Le nouveau Guide suprême iranien, Mojtaba Khamenei, blessé lors du raid israélo-américain qui a coûté la vie à son père Ali Khamenei le 28 février dernier, serait désormais « sain et sauf ». L’information a été relayée par Yousef Pezeshkian, fils du président iranien, à travers un message publié sur son compte Telegram.
Âgé de 56 ans, le nouveau dirigeant iranien n’est toutefois pas apparu en public depuis sa nomination à la tête de la République islamique. Selon des informations du New York Times, il aurait été blessé aux jambes lors de l’attaque, bien que son état de santé ne soit pas considéré comme critique.
D’après plusieurs responsables iraniens et israéliens cités par le quotidien américain, Mojtaba Khamenei serait actuellement pris en charge dans un lieu hautement sécurisé. Toujours conscient, il resterait cependant sous étroite protection, avec des communications très limitées. Depuis sa désignation comme successeur de son père, aucune apparition publique, ni vidéo, ni déclaration officielle n’a été diffusée, ce qui alimente de nombreuses spéculations.
La frappe menée le 28 février visait un complexe stratégique du pouvoir situé au cœur de Téhéran. Selon les informations rapportées par le New York Times, l’attaque aurait également causé la mort de plusieurs hauts responsables de la défense iranienne ainsi que de membres de la famille du Guide suprême.
Dans les jours qui ont suivi ce raid meurtrier, l’Assemblée des experts, institution religieuse et politique chargée de choisir le Guide suprême, s’est réunie et a désigné Mojtaba Khamenei pour diriger la République islamique.
Longtemps resté dans l’ombre de son père, il est néanmoins considéré comme une figure influente du régime. Selon plusieurs analyses, il aurait joué un rôle important dans les affaires sécuritaires et militaires du pays et entretiendrait des relations étroites avec les Gardiens de la révolution.

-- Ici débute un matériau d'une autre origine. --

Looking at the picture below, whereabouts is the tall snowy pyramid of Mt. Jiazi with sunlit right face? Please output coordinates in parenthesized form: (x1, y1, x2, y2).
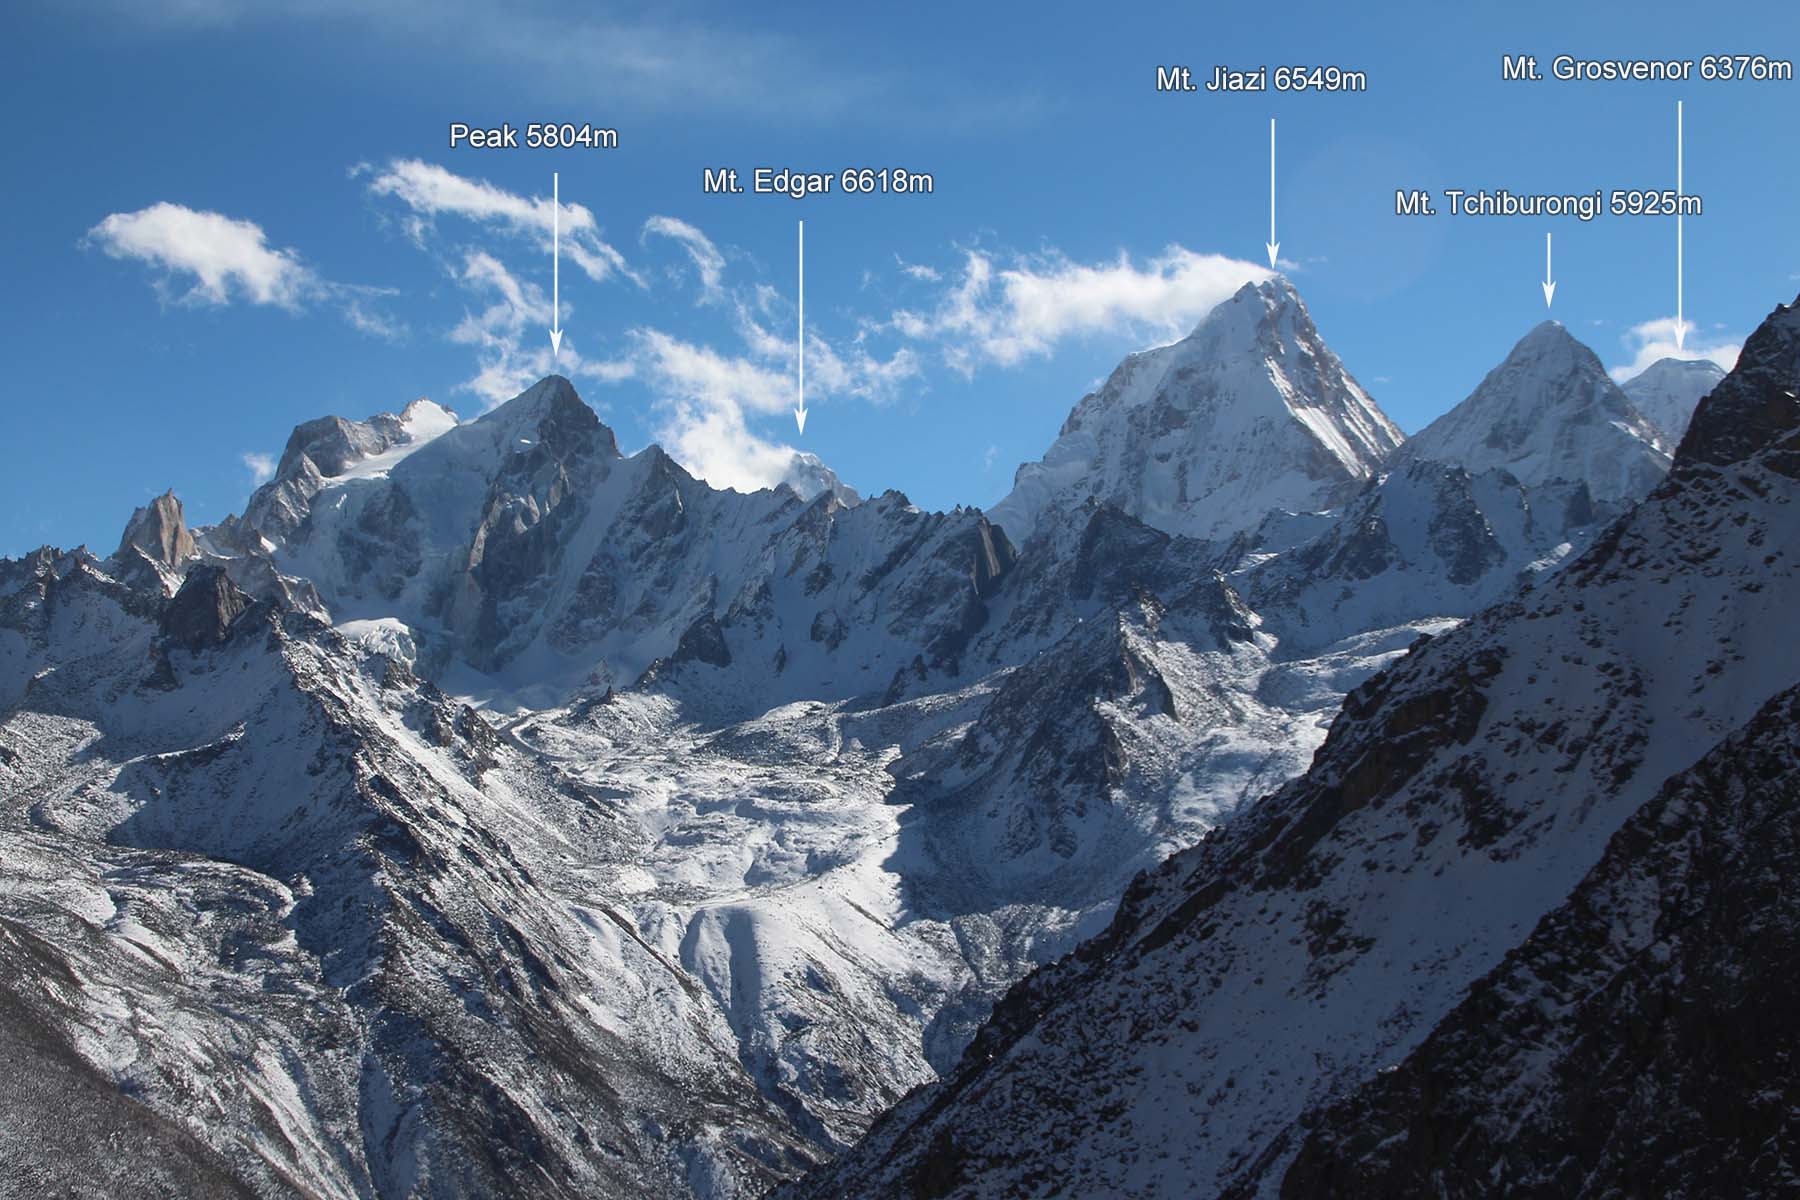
(990, 277, 1400, 545)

Depuis sa nomination, son absence prolongée de la scène publique suscite de nombreuses interrogations, alors que les tensions restent particulièrement vives dans la région. Les observateurs s’interrogent notamment sur sa situation réelle et sur la manière dont il pourrait exercer le pouvoir dans un contexte géopolitique déjà extrêmement fragile.